Beberapa hari terakhir media sosial ramai dengan #AyoMondok, sebuah gerakan yang menganjurkan anak muda untuk kembali ke pondok pesantren. Konon sih, ini konon katanya, karena di era internet ini ajaran agama disampaikan secara serampangan. Dengan adanya gerakan mondok, para pembelajar agama bisa dengan langsung belajar melalui metode yang benar: membaca kitab suci dengan asbabun nuzul-nya, asbabun wurud-nya, memahami fiqih dengan teks aslinya. Tapi ya itu, mosok di zaman yang sudah canggih dengan teknologi internet ini kita mesti belajar agama dengan cara yang ketinggalan zaman? LOL banget gak sih?
Orang-orang yang mempromosikan pun adalah orang-orang liberal. Coba bayangkan, yang mempromosikan itu kalo nggak Akhmad Sahal ya Ulil Absar Abdalla. Coba bayangkan, dua orang ini kan orang JIL. Perkara 800an lain orang yang mempromosikan #AyoMondok bukan orang JIL ya gak peduli. Pokoknya #AyoMondok ini agenda JIL untuk merusak umat. Pokoknya semua yang dipromosikan dan didukung orang-orang JIL, meski orangnya cuma satu-dua, itu adalah agenda liberal, dan kita mesti melakukan jihad melawan liberalisme—menggunakan fasilitas kebebasan berpendapat yang merupakan produk demokrasi liberal. Yeah!

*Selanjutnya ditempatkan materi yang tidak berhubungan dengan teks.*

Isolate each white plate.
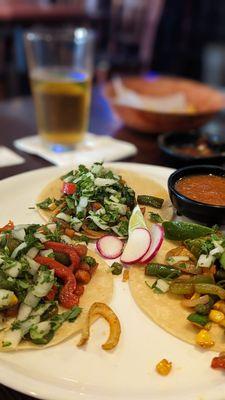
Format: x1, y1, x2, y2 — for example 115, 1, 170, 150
0, 163, 225, 400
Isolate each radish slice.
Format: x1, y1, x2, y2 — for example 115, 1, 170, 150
139, 224, 164, 264
121, 228, 151, 264
96, 235, 123, 259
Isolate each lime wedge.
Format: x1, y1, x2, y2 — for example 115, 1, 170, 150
128, 205, 147, 235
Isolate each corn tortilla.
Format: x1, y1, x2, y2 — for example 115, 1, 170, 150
129, 240, 225, 352
0, 250, 113, 351
37, 169, 173, 239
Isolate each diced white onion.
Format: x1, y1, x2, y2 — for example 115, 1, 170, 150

Untuk itu, mari kita merapatkan barisan untuk menolak #AyoMondok. Gerakan itu gerakan standar ganda. Katanya Islam Nusantara bukan Islam Arab, kok yang diajarkan malah Arab gundul? Wah, ini kan pelanggaran? Saya sepakat sekali sama akun anonim Twitter yang bilang bahwa orang-orang #AyoMondok ini standar ganda. Katanya mendukung Islam Nusantara, tapi kok pamer kemampuan bahasa Arab? Ya walaupun ada tafsir “Al Ibriz”, kitab tafsir Al Quran dalam bahasa Jawa karya Kyai Bisri Mustofa, tapi itu kan hanya satu. Eh, ada banyak selain Kyai Bisri Mustofa ding. Tapi pokoknya standar ganda lah. Pokoknya #AyoMondok ini gerakan yang standar ganda!
Pesantren itu udik dan tidak modern. Bayangkan saja, untuk satu perbedaan saja mereka mengadakan bahtsul masail; forum di mana dua orang yang berbeda pendapat terhadap satu masalah agama saling berdiskusi dengan sumber-sumber primer. Misalnya, apakah khilafah itu wajib atau tidak, maka dalam forum bahtsul masail, pendukung maupun penolak akan memberikan argumen, klaim yang berdasarkan sumber primer. Ini kan menyusahkan? Pesantren kok macak demokratis. Pesantren itu ya harusnya monolitik. Pokoknya nurut kyai. Titik!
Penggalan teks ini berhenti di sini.